Yikes! With the current vogue for eccentric detectives, let’s take a look back at a time when the very notion was out of fashion; Peter Ustinov had kick-started his own franchise as Hercules Poirot, and seemed to fancy more sleuthing action by taking on the role of Charlie Chan. Ustinov was no more Chinese than he was Belgian, and even in 1980, having all the best non-white roles played by white people was already beginning to be understood to have negative racial associations.
Clive Donner’s film seems intended to revive a franchise, but failed abjectly; the later Pink Panther movies are probably the best point of comparison. Charlie Chan (Ustinov) is presented as a cinematic detective, but also a sleuth in real life; his number one son is replaced by his number one grandson (Battlestar Galactica’s Richard Hatch) for this whodunit. Imagining that guessing the killer wasn’t enough for a 90 minute narrative, we also have a super-villain in the form of the Dragon Queen, played by Angie Dickinson. She bears a grudge against Chan, and attempts to kill him, firstly with a lift full of water, then by blowing a poisoned dart at him and riding off on a horse and cart, with cop-cars in pursuit.

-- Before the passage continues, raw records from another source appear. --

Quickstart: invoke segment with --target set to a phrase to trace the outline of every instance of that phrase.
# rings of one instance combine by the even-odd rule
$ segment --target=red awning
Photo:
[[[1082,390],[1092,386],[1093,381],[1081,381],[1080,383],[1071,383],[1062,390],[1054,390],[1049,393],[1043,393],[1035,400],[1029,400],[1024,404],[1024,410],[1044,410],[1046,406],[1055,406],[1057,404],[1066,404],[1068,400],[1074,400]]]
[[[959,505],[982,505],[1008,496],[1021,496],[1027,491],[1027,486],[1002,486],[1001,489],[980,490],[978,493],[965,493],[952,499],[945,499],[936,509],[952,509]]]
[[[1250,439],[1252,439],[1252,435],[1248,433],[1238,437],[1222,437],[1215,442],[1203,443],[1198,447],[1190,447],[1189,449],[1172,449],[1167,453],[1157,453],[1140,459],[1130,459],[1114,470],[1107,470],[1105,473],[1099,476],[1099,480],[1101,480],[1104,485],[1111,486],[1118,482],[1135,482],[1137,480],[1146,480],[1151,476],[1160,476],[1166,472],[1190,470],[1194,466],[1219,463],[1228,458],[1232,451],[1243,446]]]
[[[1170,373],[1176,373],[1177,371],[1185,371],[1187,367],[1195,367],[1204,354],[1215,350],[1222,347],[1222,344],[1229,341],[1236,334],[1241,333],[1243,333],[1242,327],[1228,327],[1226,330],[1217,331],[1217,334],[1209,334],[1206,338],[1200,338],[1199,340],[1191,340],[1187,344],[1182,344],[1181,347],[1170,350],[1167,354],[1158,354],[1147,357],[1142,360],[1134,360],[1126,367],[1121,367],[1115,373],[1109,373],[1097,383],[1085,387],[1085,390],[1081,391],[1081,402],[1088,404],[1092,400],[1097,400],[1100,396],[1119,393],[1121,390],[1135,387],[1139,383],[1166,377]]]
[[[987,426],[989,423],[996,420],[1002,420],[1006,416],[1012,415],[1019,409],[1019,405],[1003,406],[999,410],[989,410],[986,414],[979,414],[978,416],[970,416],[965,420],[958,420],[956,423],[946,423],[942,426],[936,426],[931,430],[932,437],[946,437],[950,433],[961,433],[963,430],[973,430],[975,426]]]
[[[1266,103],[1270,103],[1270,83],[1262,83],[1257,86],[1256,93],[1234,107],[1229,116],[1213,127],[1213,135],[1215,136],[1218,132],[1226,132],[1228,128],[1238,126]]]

Because this is a very 1980 film, set in the same period, the updating of Chan’s character is as baffling as the shonky back projection at times. Presumably a writers meeting tried to work out what activities that we’d want to see Charlie Chan do. Visit some XXX adult movie theatres? Why not. Attend a disco with a live saxophone player? Elementary. Hang out with a black pimp who admires his white three-piece suit? ‘White on white, that’s all right’ they demur.
Yet Charlie Chan was clearly anticipated as a big film, with a remarkable cast including Rachel Roberts, Roddy McDowell, Brian Keith in a slapstick role, Lee Grant and even a young Michelle Pfeiffer. Having starred in this and Grease 2 at the start of her career, it’s remarkable that Pfeiffer didn’t just jack the movies in before she was 30. She’d probably rather forget that she was in this, much as I’d prefer to not to remember I saw it; a modern-day Charlie Chan movie isn’t an impossible idea to realise, but fortune cookie say, this kind of glib racial whitewashing leaves talent high and dry.
Like most people I skipped this when it originally appeared and am no more inclined to seek it out now.
Is the correct answer.
There are films I tell myself I will watch one day, but deep down I know I never will. (Most of this year’s Oscar nominees fall into this category)
But no self-delusion here. Whether my life be long or short, it will end without my ever having watched this film……
You can safely skip this without missing anything…
Just a plain nope from me.
That is acceptable.
Crope, Thope and Bope!
I’ll leave this to Alex and you. You both deserve this way more than me…
Why have I done to deserve this?
You reviewed this movie. There are thousands that you haven’t watched, and you go and pick this one. You really are as bad as Alex….
Retract that slur immediately…
Bope!
Sometimes as bad as Alex. But never as Good.
You started it.
That’s what we told King George III….
Is that the one where he fights Ivan Drago?
No, George III was the one where George had to find the next king for the kingdom of Far Far Away.
No one’s as good as Alex Good…
When he’s good, he’s very very good…
And then he ODs on maple syrup.
Alas, poor Alex, I knew him well…
What’s with all the quality programming being featured here all of a sudden? I mean, first Bullseye! and now this.
Don’t even know if this can be called whitewashing as it’s such a travesty in every respect. I can’t remember, but does Ustinov get hit in the balls in this? That might save it.
He does not, and that’s just one of the problems with this film.
High quality programming at all times.